Yes. There is something called products liability. This usually has to do with either a design or manufacturing defect or a failure to warn of a foreseeable risk of harm. Other cases exist for other causes of action: these are called strict liability and are regulated by Texas law.
What if I am partly at fault in a personal injury case?
Texas is a contributory negligence state. This means that so long as the injuring party is at least 51% liable, then a court will assess damages in proportion to the other party’s liability. So even if you are partly at fault, this does not preclude you from being successful in a personal injury lawsuit.
The intention behind personal injury law is to restore the injured party to the position that person would have been in had the harm not occurred. The courts don’t wish to reward someone who is grossly at fault: at the same time, they also don’t wish to deprive someone of damages if the person had a minor contribution to the negligent action in question.

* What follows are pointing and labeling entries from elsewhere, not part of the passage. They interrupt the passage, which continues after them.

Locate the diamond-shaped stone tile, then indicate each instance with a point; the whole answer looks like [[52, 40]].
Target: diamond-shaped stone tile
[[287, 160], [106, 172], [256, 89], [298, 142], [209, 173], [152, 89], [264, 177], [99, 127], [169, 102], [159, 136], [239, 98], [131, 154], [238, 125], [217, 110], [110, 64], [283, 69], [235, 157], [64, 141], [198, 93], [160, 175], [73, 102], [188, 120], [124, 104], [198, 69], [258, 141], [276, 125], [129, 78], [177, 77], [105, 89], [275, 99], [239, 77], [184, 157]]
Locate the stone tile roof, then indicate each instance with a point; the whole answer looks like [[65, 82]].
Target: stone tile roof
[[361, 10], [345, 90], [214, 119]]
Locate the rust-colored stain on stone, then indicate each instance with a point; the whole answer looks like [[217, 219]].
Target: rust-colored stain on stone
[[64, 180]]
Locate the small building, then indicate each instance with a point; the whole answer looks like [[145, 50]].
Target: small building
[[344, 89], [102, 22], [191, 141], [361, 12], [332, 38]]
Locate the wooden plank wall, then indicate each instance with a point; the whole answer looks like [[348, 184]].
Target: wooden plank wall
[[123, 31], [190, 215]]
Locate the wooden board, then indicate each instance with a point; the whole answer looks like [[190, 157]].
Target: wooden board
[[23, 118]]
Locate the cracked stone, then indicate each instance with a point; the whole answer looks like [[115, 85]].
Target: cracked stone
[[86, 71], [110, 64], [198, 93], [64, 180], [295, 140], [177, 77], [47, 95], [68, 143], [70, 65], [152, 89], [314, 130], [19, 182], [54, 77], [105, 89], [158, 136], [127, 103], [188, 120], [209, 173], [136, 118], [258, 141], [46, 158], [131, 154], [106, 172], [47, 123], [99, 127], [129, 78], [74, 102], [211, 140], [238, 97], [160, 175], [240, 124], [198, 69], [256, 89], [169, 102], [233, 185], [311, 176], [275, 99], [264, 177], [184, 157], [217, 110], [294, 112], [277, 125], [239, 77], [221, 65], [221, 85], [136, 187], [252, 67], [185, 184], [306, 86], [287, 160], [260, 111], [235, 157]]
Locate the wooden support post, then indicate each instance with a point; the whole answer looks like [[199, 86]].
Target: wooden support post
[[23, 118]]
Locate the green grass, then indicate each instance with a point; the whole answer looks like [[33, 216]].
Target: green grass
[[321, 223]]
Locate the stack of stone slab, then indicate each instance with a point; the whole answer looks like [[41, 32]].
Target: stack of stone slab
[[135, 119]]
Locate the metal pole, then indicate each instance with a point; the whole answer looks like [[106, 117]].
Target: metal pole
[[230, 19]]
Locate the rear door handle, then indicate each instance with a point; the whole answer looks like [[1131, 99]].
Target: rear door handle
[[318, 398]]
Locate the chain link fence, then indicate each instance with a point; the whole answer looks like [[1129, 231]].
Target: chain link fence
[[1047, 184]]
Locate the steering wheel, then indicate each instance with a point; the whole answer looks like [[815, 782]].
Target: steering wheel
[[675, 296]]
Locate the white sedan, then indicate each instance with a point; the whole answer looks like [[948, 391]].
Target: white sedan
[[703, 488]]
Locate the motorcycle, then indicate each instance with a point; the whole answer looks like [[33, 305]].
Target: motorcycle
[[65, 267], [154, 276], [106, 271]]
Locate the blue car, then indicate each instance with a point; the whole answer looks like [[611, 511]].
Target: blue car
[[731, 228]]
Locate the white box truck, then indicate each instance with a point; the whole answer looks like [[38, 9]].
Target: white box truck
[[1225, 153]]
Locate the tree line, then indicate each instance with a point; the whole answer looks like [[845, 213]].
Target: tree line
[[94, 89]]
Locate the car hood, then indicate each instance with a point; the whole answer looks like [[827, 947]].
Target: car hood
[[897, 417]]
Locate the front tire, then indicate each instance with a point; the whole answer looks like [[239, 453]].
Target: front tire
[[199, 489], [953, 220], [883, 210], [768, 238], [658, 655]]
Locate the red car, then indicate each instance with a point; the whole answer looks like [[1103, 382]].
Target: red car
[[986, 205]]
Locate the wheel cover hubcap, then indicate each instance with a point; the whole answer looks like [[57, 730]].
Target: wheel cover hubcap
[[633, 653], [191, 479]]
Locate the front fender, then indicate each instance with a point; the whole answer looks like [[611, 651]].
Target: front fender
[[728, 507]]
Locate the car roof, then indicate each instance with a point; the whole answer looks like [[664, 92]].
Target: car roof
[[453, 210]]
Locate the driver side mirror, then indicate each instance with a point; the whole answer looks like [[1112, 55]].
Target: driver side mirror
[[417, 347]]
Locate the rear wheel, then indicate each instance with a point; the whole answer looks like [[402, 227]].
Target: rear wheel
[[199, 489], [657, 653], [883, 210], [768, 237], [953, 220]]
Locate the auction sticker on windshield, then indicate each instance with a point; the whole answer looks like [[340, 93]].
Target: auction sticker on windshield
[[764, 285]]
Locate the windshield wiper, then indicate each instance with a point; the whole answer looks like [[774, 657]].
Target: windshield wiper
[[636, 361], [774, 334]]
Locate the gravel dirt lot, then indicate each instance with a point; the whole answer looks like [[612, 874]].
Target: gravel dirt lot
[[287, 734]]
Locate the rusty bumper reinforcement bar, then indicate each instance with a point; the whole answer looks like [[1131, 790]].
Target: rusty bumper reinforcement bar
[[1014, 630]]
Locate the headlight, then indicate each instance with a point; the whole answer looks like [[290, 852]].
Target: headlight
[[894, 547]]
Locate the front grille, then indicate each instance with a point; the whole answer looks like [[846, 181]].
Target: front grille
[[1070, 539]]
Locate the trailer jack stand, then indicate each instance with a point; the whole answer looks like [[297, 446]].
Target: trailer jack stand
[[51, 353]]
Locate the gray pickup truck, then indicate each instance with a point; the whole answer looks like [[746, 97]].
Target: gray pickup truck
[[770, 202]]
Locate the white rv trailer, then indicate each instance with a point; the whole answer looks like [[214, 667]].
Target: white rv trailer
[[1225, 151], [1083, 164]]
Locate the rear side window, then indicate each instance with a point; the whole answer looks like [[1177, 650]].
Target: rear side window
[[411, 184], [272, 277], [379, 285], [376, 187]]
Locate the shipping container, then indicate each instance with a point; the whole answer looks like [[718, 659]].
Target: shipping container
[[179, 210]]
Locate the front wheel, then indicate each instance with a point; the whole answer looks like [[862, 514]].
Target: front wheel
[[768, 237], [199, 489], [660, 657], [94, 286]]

Must a personal injury case go to court?
No, not all personal injury cases go to court. In fact, very few of them do. If an attorney is well-educated on pretrial matters, sometimes it can actually be to the client’s benefit not to go to court.
Is it best to hire an attorney in the city/locale where the injury occurred?
Not always. Some attorneys are not suited for that locale because they have too many connections to the area. This might make them less willing to pursue a case as aggressively as they should.
Sometimes, an attorney is better suited for the case that is not from the area where the injury occurred. This is because such an individual is more likely to come to a case with a more unbiased view and is also more likely to pursue it more aggressively.
In the end, selection of a personal injury lawyer will depend on the complexity of the case as well as circumstances surrounding it.
What is the difference between a class action lawsuit, a civil suit, and a criminal suit where personal injury cases are concerned?
In a criminal suit, the state brings charges for violations of the state or federal criminal code. A class action lawsuit is where a group of individuals are similarly situated with a similar injury (it’s more convenient for a court to take on these cases en masse than it would be to take them one at a time). A civil suit deals with an injury or a non-criminal matter.